Noch diffuser wird die Erkennung von „Doping-Sündern“ aufgrund der jüngst festgestellten Kontamination von an sich dopingfreien Kraftfutter. Die Deutsche Sporthochschule in Köln (DHS) kaufte in Wellness-Tempeln, Body-Building-Studios, Fachgeschäften für Sporternährung und dem Internet über 630 Nahrungsergänzungsprodukte und analysierte sie. Das Ergebnis: Knapp 15% der Starkmacher waren mit Anteilen von Prohormen durchsetzt. Unsaubere Bedingungen bei der Herstellung sind die Ursache für das Phänomen, rund die Hälfte aller Fabrikanten von Kraftfutter vertreiben nämlich auch Prohormone.
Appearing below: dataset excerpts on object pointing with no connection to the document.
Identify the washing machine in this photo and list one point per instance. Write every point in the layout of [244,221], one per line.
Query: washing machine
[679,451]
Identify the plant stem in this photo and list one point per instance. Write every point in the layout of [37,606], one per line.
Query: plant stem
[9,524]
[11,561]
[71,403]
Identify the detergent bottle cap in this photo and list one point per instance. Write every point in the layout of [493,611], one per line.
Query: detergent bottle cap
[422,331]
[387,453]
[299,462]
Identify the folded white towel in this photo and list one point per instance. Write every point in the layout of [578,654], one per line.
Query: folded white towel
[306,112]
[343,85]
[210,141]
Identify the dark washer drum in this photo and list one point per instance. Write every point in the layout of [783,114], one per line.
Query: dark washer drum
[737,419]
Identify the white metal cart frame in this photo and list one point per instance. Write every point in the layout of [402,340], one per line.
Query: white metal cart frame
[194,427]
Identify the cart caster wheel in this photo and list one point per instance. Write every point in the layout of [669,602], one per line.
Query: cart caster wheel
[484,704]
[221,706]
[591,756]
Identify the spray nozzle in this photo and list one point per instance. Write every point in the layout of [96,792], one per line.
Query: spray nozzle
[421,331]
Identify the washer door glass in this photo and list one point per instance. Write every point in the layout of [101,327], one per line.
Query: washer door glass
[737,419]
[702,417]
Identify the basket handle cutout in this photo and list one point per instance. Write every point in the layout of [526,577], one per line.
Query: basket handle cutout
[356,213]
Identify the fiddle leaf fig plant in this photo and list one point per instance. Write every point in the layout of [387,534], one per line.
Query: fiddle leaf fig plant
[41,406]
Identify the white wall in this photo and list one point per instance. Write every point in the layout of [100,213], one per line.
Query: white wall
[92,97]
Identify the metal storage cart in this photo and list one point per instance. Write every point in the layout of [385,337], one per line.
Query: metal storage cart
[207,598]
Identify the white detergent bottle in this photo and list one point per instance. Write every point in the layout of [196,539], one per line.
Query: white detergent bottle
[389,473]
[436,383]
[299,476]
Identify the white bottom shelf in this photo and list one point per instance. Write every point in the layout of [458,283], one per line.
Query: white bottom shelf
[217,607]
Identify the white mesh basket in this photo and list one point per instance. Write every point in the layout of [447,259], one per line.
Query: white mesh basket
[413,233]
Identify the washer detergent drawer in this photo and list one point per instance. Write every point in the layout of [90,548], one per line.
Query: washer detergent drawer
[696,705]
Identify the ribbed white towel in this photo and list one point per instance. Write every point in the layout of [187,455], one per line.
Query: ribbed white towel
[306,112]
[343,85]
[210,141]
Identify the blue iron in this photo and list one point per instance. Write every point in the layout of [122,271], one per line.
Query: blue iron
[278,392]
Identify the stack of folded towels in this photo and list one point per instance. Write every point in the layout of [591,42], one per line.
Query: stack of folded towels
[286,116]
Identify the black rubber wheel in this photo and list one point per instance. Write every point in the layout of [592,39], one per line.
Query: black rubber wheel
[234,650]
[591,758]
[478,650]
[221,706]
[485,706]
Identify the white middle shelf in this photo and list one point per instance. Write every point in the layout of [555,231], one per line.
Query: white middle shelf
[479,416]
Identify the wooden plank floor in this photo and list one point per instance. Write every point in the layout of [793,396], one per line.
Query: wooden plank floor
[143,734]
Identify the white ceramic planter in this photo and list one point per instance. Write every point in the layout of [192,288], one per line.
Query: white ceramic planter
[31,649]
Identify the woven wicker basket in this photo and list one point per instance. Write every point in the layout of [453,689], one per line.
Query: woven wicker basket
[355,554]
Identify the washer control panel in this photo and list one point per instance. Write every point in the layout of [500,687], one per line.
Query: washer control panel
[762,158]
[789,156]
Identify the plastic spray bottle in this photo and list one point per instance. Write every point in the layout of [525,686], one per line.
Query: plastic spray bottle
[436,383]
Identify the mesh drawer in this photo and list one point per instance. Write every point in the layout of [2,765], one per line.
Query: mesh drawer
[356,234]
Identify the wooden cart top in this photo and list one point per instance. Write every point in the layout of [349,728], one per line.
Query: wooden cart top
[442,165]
Noch gar nicht von den Doping-Listen erfasst ist das Kraftmittel Kreatin, der meistverkauften legalen Hilfsquelle für Kraftsportler. Wissenschaftler streiten noch über dessen Wirkung und Nebenwirkung, Body-Builder und Hochleistungsportler sind unbeeindruckt davon begeistert und schwärmen von einem Kraftanstieg von bis zu 20% in nur zwei Monaten. Ähnlich wie in der Szene für bewußtseinsverändernde Substanzen hat sich hier eine meist über das Internet kommunizierende Counter-Culture gebildet, die Erfahrungsberichte austauscht, Vorteile preist und vor Gefahren warnt.
Mittlerweile steht THG zwar auf der Doping-Liste der Welt-Anti-Doping-Agentur (WADA), es wird aber vermutet, dass zukünftig öfter zu „Designer-Doping“ kommen wird. Klaus Müller Bundesbeauftragter für Dopinganalytik und Leiter des Doping-Analyse-Labors in Kreischa befürchtet, das THG nur die Spitze des Eisbergs ist.
Im aktuellen Katalog der von der WADA gebannten Substanzen gibt es aber noch eine andere interessante Änderung: Koffein wurde vorläufig von der Liste gestrichen. Einen der Hauptsponsoren der Olympischen Spiele, die Coca-Cola Company, dürfte es freuen, denn bislang durften die Sportler nicht mit mehr als 12 Mikrogramm Koffein pro Milliliter Urin an den Start gehen.